The workers’ union, United Food and Commercial Workers Local 7, rejected the company’s “best and final offer” on Tuesday, saying the $84 billion company did not offer enough for employees to afford basic necessities.
“King Soopers is enjoying record profits while leaving its workers to struggle with low wages,” union president Kim Cordova said in a statement. “Grocery workers ensure that our communities have access to food, but they cannot even afford to feed their own families. This is grossly unfair.”
The union is demanding better health benefits and working conditions, particularly considering that Covid-19 cases are rising and employees have continued working on the front lines of the pandemic for nearly two years.
“The companies were thriving, but our workers didn’t thrive,” Cordova said of the early months of the pandemic at a recent press conference. “Know what our workers got? Covid. Attacked. Beat up. Spit on. Slapped. Overworked. And the company? They did great. They did absolutely great, sitting behind their desk doing their job by Zoom.”
Sen. Bernie Sanders (I-Vt.) expressed solidarity with the workers on Wednesday, calling out the high salary of Kroger’s CEO, Rodney McMullen.
I stand in solidarity with the 8,400 striking workers at Kroger in Colorado. If Kroger can afford to pay its CEO over $20 million and spend $1 billion on stock buybacks, you know what? It can afford to pay its workers better wages and benefits with safe working conditions.— Bernie Sanders (@BernieSanders) January 12, 2022
The company’s offer came the same day that the research firm Economic Roundtable released a report showing the economic realities facing workers at the chain, who earn an average of $29,655 per year for 30-hour work weeks.
The firm surveyed 10,000 workers in Colorado, California, and Washington and found 70% of respondents work only part time—with many working erratic schedules “so they can’t have a second job even if they want it,” Peter Dreier, a professor at Occidental College who worked on the report, told the Sun.
Two-thirds of the respondents said they couldn’t afford basic monthly expenses, 39% couldn’t afford groceries, and 14% said they had experienced homelessness in the past year.
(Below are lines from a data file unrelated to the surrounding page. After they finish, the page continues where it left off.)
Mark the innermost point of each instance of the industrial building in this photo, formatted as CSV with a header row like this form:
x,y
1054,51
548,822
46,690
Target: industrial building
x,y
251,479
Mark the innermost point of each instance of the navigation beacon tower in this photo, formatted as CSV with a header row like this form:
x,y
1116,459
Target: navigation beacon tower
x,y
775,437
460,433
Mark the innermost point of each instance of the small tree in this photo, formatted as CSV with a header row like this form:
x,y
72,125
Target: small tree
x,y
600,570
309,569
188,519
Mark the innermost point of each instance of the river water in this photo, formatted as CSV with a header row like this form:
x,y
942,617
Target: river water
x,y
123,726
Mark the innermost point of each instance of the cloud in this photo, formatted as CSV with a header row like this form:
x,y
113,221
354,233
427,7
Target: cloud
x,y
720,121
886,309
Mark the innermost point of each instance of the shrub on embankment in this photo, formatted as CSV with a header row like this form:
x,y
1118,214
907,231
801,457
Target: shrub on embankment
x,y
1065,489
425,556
More than a third said they are currently worried about being evicted.
Assuming this 14% holds across the whole Kroger workforce, that’s around 65,000 people working at the fourth-largest private employer in the US — ranked 17th on the Fortune 500 — who’ve been homeless while keeping the country’s grocery stores running, in a pandemic. https://t.co/9RWLYvduap— Jonah Furman (@JonahFurman) January 11, 2022
As Common Dreams reported in November 2020, Kroger offered hazard pay to workers after the pandemic began—but ended the payment after just two months, despite the chain’s sales going up by 30% in 2020.
“They’ve given huge pay increases to top executives. The CEO makes over $22 million a year,” Dreier told the Sun. “Their cash on hand has gone up since February 2020.”
Meanwhile, adjusted for inflation, wages for the highest-paid grocery workers at King Soopers in Colorado have gone down in the past decade, according to Dreier:
He said his team found that net income rates tripled while sales increased 15.8%, while payroll and benefits shrank as a percentage of sales. The wage analysis of the top-paid King Soopers food clerk in Colorado between 2010 and 2020 showed a 16% increase to $19.16 an hour. Adjusted for inflation though, he said that’s a 3% reduction in pay.
The offer made to the union included an hourly pay raise of $1.50 for full-time checkout workers, giving them just over $21 per hour and $22.61 by 2024.
Those raises would be too little, too late for King Soopers workers, according to Dreier.
“If they are going to be able to pay the rent and pay the groceries and all the other things, they need to make $45,760 a year,” or $22 per hour, he said.